The relationship between cardiorespiratory fitness (CRF) and metabolic syndrome (MetS) is well known, although the extent to which body weight may act as a confounder or mediator in this relationship is uncertain. The aim of this study was to examine whether the association between CRF and cardiometabolic risk factors is mediated by BMI.
A cross-sectional study including 1,158 schoolchildren aged 8–11 years from the province of Cuenca, Spain, was undertaken. We measured height, weight, waist circumference (WC), blood pressure, fasting plasma lipid profile and insulin, and CRF (20-m shuttle run test). A validated cardiometabolic risk index was estimated by summing standardized z scores of WC, log triglyceride-to-HDL cholesterol ratio (TG/HDL-c), mean arterial pressure (MAP), and log fasting insulin. To assess whether the association between CRF and cardiometabolic risk was mediated by BMI, linear regression models were fitted according to Baron and Kenny procedures for mediation analysis.
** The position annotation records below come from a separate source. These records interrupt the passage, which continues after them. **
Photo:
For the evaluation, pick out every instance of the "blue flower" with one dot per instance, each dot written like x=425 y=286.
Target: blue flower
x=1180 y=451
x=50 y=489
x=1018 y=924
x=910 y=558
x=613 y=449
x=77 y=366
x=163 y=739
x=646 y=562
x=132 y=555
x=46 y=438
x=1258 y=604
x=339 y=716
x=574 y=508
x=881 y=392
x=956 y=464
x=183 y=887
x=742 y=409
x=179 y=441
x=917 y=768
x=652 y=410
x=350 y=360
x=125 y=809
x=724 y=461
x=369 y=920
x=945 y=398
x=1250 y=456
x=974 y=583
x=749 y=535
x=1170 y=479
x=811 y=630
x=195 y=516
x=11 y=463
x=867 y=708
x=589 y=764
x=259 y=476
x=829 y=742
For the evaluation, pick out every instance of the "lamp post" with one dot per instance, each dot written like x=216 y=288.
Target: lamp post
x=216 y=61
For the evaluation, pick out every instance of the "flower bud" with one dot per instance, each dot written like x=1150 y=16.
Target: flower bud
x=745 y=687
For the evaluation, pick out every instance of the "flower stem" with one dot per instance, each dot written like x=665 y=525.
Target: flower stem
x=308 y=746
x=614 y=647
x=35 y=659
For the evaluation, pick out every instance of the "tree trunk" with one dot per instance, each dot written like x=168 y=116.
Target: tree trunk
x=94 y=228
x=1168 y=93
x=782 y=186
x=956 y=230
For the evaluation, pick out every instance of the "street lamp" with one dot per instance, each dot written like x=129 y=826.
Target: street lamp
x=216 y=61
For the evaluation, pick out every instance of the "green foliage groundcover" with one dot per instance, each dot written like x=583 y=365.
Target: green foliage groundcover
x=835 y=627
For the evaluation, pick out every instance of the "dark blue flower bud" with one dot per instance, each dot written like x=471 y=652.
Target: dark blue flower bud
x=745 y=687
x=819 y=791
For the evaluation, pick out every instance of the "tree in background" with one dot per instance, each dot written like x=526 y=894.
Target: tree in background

In girls, BMI acts as a full mediator in the relationship between CRF and cardiometabolic risk factors, with the exception of log TG/HDL-c ratio. In boys, BMI acts as a full mediator in the relationship between CRF and both log TG/HDL-c ratio and MAP, and as a partial mediator in the relationship between CRF and cardiometabolic risk factors.
BMI mediates the association between CRF and MetS in schoolchildren. Overall, good levels of CRF are associated with lower cardiometabolic risk, particularly when accompanied by weight reduction.
Introduction
Metabolic syndrome (MetS) is a cluster of cardiometabolic disorders that is considered to be a predictor of cardiovascular disease, type 2 diabetes, and overall mortality (1–3). The definition of MetS is controversial, although all currently accepted definitions include insulin resistance or glucose intolerance, hypertension, dyslipidemia, and central obesity (4,5). The clustering of elevated levels of these risk factors track from childhood to adolescence and adulthood (6–8).
Both physical activity and cardiorespiratory fitness (CRF) have evidenced a strong association with the clustering of cardiometabolic risk factors in children and youth (9,10). It has been described that physical activity and CRF are independently and inversely associated with MetS, and better levels of CRF in children have shown lower cardiometabolic risk (10–12). On the other hand, several studies have observed an association between fatness and MetS in youth, such that as fatness increases, the risk of an unfavorable metabolic risk profile is raised (13,14).
But the extent to which adjustment for adiposity attenuates or modifies the association between CRF and metabolic risk is uncertain. In most of the studies reported to date, CRF appears to be independently associated with cardiometabolic risk even after adjusting for adiposity, although the magnitude of the association appears to be small to moderate when adiposity is included in the models (9,15). Likewise, CRF levels do not completely account for the association between BMI and cardiometabolic risk (15,16).
Usually, confounding or mediator variables in health studies are controlled by multivariate methods such as ANCOVA, multiple linear regression, or logistic regression, depending on the objectives of the study and/or whether the dependent variable is dichotomous or not. Mediation analysis is a statistical procedure that can be used to clarify the process underlying the relationship between two variables and the extent to which this relationship can be modified, mediated, or confounded by a third variable (17). A mediation effect occurs when the third variable (mediator) carries the influence of a given independent variable on a given dependent variable.
To our knowledge, no study has examined the mediator role of body composition on the relationship between CRF and cardiometabolic risk factors by mediation analysis. The objective of this study was twofold: 1) to analyze, in schoolchildren, the relationship between BMI and CRF with cardiometabolic risk factors; and 2) to examine whether the association between CRF and cardiometabolic risk factors is mediated by BMI.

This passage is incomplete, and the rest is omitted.